レイプハルトの多極共存型民主主義

□レイプハルト;多極共存型民主主義
  国内に民族,宗教,言語等を同じくする集団が複数存在する中欧諸国(オランダ,ベルギー,スイス等)を
  念頭に置き、多極共存型デモクラシー(コンソシエーショナル・デモクラシー)の概念を提示
  →「多元社会でも安定した民主主義を達成可能」
        例)ベネルクス諸国,オーストリア,スイス
            →「異なるサブ・カルチャー(宗教・言語・民族etc...)によって社会的同質性は欠けているのに、
        なぜ政治的には安定しているのか?」


      【成立の条件;4つの安定装置】
        1)大連合(エリート間の協調)
          多元社会の重大なセクションの政治的指導者達が、その国を統治するために「大連合」の中で協力
        2) 相互拒否権(全会一致制)
          少数派を保護するために、できるだけ全会一致で決定
          例)宗教,民族問題について多数決で処理しようとすると、対立が深刻化
        3) 比例制原理(⇔多数決原理)
          例)各セクションに政治補助金を比例的に配分
        4) 各セクションの自律性
          →少数派の自決権を認める

       cf.ネオ・コーポラティズム[1]



[1])第二次大戦後のヨーロッパ諸国で、労・資の巨大組織が国の政策決定or執行過程に参加した事例を指す概念。
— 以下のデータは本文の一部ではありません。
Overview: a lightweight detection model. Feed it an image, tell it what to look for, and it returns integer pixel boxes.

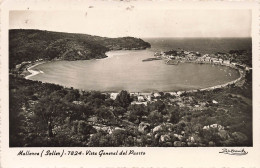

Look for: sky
[9,6,251,37]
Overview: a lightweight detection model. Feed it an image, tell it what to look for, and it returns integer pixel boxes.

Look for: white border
[0,0,260,168]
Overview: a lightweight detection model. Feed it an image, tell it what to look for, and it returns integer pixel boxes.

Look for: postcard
[0,0,260,168]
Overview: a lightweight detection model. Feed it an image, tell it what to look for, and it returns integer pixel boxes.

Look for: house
[153,93,161,98]
[137,96,144,102]
[205,57,211,62]
[184,51,190,55]
[223,60,230,65]
[145,95,152,101]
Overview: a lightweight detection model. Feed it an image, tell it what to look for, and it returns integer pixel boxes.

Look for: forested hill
[9,29,151,68]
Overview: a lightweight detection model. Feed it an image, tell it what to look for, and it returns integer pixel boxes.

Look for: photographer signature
[219,148,248,156]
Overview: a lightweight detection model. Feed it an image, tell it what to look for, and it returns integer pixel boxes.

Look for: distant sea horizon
[142,37,252,54]
[26,38,252,92]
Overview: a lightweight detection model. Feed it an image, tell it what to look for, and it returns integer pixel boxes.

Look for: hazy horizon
[9,7,251,38]
[9,28,252,39]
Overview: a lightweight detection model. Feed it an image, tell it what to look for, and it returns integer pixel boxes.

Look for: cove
[29,50,239,92]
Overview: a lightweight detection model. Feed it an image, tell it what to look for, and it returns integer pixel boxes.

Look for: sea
[29,38,252,92]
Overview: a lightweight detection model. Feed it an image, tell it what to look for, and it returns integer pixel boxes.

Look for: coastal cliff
[9,29,151,68]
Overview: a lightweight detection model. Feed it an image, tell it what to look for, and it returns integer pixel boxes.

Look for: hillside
[9,29,151,68]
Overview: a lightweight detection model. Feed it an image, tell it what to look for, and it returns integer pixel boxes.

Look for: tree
[115,90,131,108]
[148,110,163,125]
[34,96,66,137]
[169,108,180,124]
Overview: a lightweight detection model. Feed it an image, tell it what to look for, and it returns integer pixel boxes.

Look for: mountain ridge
[9,29,151,68]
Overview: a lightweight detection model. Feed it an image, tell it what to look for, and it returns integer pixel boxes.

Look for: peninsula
[9,29,151,68]
[9,30,253,147]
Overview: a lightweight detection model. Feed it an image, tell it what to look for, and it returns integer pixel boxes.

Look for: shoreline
[20,50,248,95]
[24,61,46,80]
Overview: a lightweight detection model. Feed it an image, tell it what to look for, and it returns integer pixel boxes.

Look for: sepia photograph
[8,5,253,148]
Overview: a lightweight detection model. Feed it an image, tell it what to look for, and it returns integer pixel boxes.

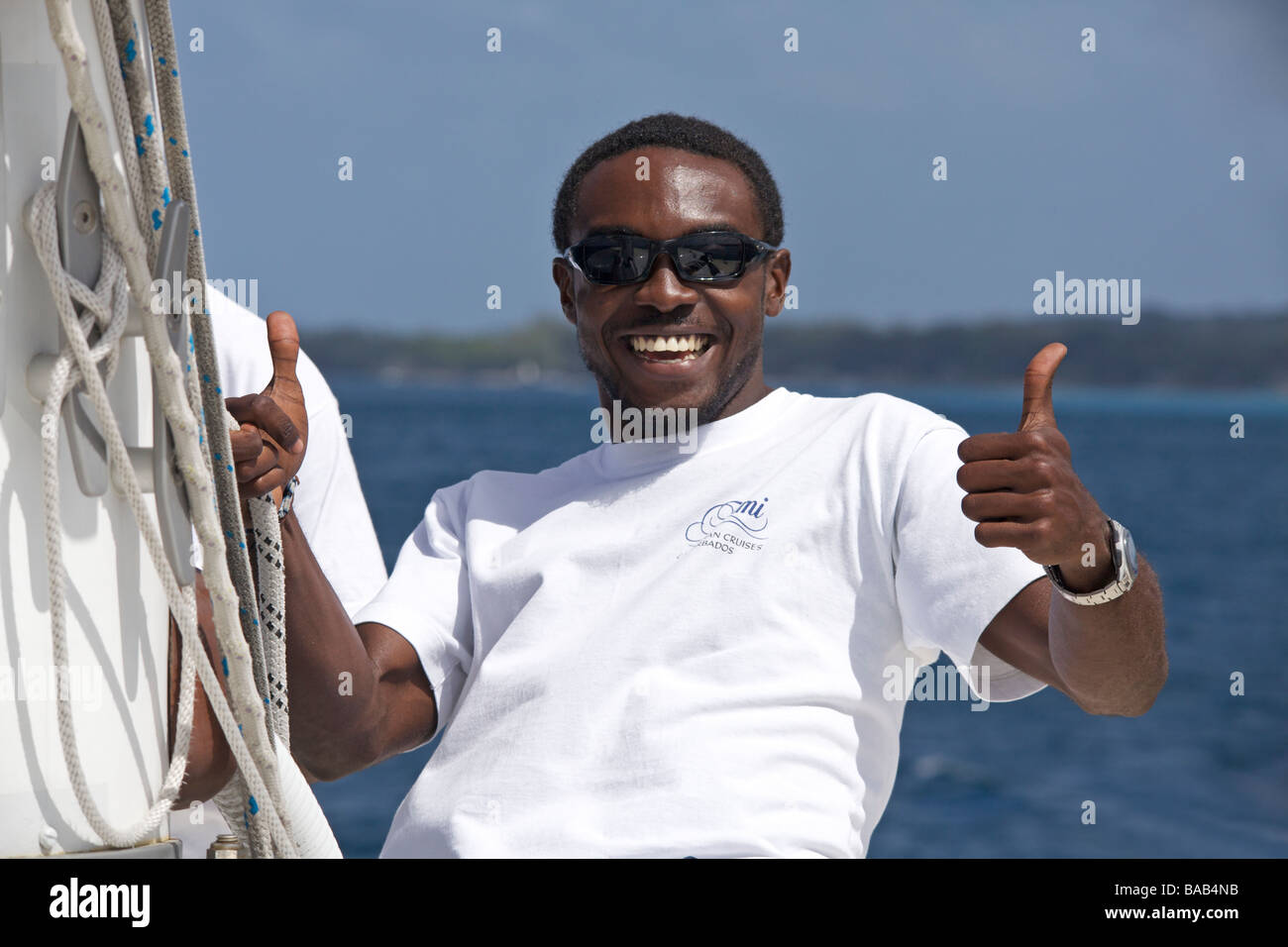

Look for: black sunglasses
[563,231,776,286]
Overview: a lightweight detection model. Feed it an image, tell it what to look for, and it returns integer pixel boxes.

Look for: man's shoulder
[773,391,961,441]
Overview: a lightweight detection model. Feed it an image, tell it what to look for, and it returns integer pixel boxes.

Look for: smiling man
[198,113,1167,857]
コーポラティズムは、職能代表制によって政治的・社会的調和を実現しようとする思想・運動・体制(例;ファシズム)。

【過去問】
民主主義の理論に関する次の記述のうち、妥当なものはどれか。【国T;1997】


 1.A.トクヴィルは、民主主義と自由主義との間にある矛盾といえる「多数派の専制」によって、少数派の思想が統制されることを危惧したが、絶対主義の経験がなく、個人的独立が尊重されているアメリカでは、そのような多数派による思想の画一化は生じていないと述べた。
 2.J.A.シュンペーターは、民主主義を純粋な政治的概念としてではなく、社会経済的概念としてとらえたうえで、経済活動の機会の平等が認められた資本主義体制でなければ、民主主義は成立しえないと主張した。
 3.R.ダールは、J.A.シュンペーターに対する強烈な反論者として頭角を現した。彼は民主主義の基本形態として「ポリアーキー」の概念を提示し、「市民的自由」としての公的異議申立ての自由の程度こそが、「ポリアーキー」であるか否かを決める最も重要な判断要素であるとした。
 4.C.B.マクファーソンは、市民が政治の消費者ではなく、自らの潜在能力を開発し行使する傾向が生じていることを重視し、「より公平で人間的な社会は、より参加的な政治形態を必要とする」と述べて、大規模な現代社会においても政府体系の各レベルで直接民主制を実現すべきであるとした。
 5.A.レイプハルトは「多極共存型民主主義」の理論を提示し、ベネルクス3国,スイス,オーストリアなどの事例を用いて、多元的な社会であっても、大連合の形成,相互拒否権の保持,比例性原理の存在等によって、安定したデモクラシーは可能であると主張した。